Is the funding, as far as getting help, paying for all these things?
No, there’s no financial help unless you are very, very poor and then you can get some modest help, but otherwise you get no help whatsoever. So there’s nothing, I don’t know of anything. Nobody will pay for what they call for custodial care, which is what my husband, they think, needs. I find that an offensive term. There is no financial help. There is consumer directed care, which everybody wants to do. And I say I’ve had it for at least fourteen years. I hire, I fire and I pay. I have the ultimate consumer directed care. As I said, I, as a spouse, am responsible for this.

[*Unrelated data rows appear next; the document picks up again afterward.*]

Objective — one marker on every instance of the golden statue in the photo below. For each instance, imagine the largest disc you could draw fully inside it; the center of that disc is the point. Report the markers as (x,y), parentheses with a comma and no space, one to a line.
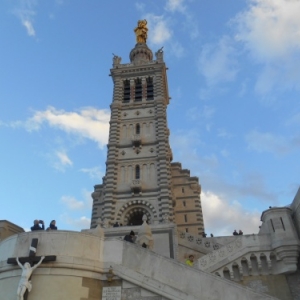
(141,31)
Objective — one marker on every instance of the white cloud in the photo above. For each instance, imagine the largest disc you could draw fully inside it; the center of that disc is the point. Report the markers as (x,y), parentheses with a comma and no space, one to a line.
(270,32)
(217,63)
(26,13)
(87,122)
(223,133)
(63,160)
(94,173)
(159,29)
(270,29)
(221,217)
(72,203)
(267,142)
(80,223)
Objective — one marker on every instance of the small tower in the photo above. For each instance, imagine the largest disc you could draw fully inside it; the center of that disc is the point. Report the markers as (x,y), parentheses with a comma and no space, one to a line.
(138,179)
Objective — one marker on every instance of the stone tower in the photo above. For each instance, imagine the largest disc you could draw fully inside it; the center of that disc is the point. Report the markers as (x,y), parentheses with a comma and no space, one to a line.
(140,178)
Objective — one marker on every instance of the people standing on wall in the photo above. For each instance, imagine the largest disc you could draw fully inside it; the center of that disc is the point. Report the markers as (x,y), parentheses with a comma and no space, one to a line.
(52,225)
(190,260)
(36,225)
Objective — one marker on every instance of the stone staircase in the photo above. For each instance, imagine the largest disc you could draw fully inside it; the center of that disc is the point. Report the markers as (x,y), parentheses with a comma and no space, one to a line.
(174,280)
(248,255)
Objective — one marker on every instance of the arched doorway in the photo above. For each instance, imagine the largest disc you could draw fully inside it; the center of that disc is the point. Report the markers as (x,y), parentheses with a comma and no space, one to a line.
(135,219)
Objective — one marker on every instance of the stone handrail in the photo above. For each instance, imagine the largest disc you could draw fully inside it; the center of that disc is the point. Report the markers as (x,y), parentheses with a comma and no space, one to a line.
(234,250)
(206,244)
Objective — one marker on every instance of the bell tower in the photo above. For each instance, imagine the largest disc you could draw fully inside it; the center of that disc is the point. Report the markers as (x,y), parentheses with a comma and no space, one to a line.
(138,177)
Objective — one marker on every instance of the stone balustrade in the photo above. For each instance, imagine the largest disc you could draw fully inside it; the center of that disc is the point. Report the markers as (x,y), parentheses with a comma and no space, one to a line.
(248,255)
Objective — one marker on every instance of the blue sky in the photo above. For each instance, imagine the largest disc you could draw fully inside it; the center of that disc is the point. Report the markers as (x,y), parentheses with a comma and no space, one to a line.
(234,116)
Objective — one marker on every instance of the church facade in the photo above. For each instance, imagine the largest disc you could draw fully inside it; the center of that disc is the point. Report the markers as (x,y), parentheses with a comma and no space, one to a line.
(160,202)
(140,176)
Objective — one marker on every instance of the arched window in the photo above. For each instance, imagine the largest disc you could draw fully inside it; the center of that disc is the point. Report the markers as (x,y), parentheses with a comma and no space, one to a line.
(126,91)
(138,90)
(137,128)
(150,93)
(137,172)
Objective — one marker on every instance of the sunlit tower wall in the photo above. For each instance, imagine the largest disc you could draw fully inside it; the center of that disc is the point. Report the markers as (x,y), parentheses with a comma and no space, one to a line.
(140,178)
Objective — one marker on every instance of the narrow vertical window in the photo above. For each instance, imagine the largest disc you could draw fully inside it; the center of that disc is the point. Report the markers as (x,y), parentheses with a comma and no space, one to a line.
(126,91)
(137,129)
(137,172)
(138,90)
(150,94)
(185,218)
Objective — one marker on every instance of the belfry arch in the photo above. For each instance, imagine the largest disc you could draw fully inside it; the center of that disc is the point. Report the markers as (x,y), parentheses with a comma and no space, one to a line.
(132,212)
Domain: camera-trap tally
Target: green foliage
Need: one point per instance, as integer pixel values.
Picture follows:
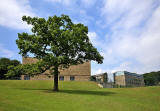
(152, 78)
(27, 69)
(58, 42)
(6, 63)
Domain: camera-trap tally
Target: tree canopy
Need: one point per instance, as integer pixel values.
(58, 42)
(5, 63)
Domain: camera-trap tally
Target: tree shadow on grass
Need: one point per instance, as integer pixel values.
(86, 92)
(78, 92)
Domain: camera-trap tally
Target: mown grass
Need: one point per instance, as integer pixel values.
(75, 96)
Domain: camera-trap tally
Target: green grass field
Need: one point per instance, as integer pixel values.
(75, 96)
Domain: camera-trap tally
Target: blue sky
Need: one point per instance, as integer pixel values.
(126, 33)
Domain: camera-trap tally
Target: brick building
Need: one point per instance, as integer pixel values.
(81, 72)
(124, 78)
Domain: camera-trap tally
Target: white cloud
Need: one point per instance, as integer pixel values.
(64, 2)
(88, 3)
(135, 35)
(5, 52)
(11, 12)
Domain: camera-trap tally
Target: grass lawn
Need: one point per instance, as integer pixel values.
(18, 95)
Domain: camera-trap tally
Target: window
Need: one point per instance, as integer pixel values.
(72, 78)
(61, 78)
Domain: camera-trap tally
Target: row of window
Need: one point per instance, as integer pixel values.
(61, 78)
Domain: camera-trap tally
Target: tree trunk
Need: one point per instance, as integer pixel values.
(55, 78)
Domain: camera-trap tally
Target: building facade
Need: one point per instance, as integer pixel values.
(81, 72)
(124, 78)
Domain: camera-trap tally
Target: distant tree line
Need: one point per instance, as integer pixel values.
(152, 78)
(5, 65)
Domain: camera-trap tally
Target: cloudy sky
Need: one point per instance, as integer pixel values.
(125, 32)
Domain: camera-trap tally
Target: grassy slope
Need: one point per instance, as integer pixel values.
(75, 96)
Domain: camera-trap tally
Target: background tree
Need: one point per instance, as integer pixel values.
(4, 64)
(152, 78)
(58, 42)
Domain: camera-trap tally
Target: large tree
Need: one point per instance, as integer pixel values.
(58, 42)
(4, 64)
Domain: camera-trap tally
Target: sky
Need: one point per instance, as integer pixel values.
(125, 32)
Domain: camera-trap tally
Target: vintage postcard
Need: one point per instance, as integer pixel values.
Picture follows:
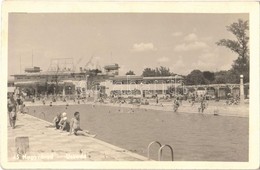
(130, 85)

You can’t walk away from it unless you walk away from your spouse, which, you know, most people don’t want to do. So you’re trapped, you’re in this situation where your own future — your own retirement, so called, should it ever happen — is totally at risk because you are spending everything in the care of the one person who needs the help right now, and you can’t think about what you might need at some point in the undetermined future.
Illness does strange things to people. You don’t quite know what it is going to do, but it’s the change of roles and the change of relationships that’s the really tough, hard stuff. The problem is that most advice you get, if you get advice, is hard to follow, and is not particularly realistic. I think you just have to deal with what you can deal with and not deal with what you can’t.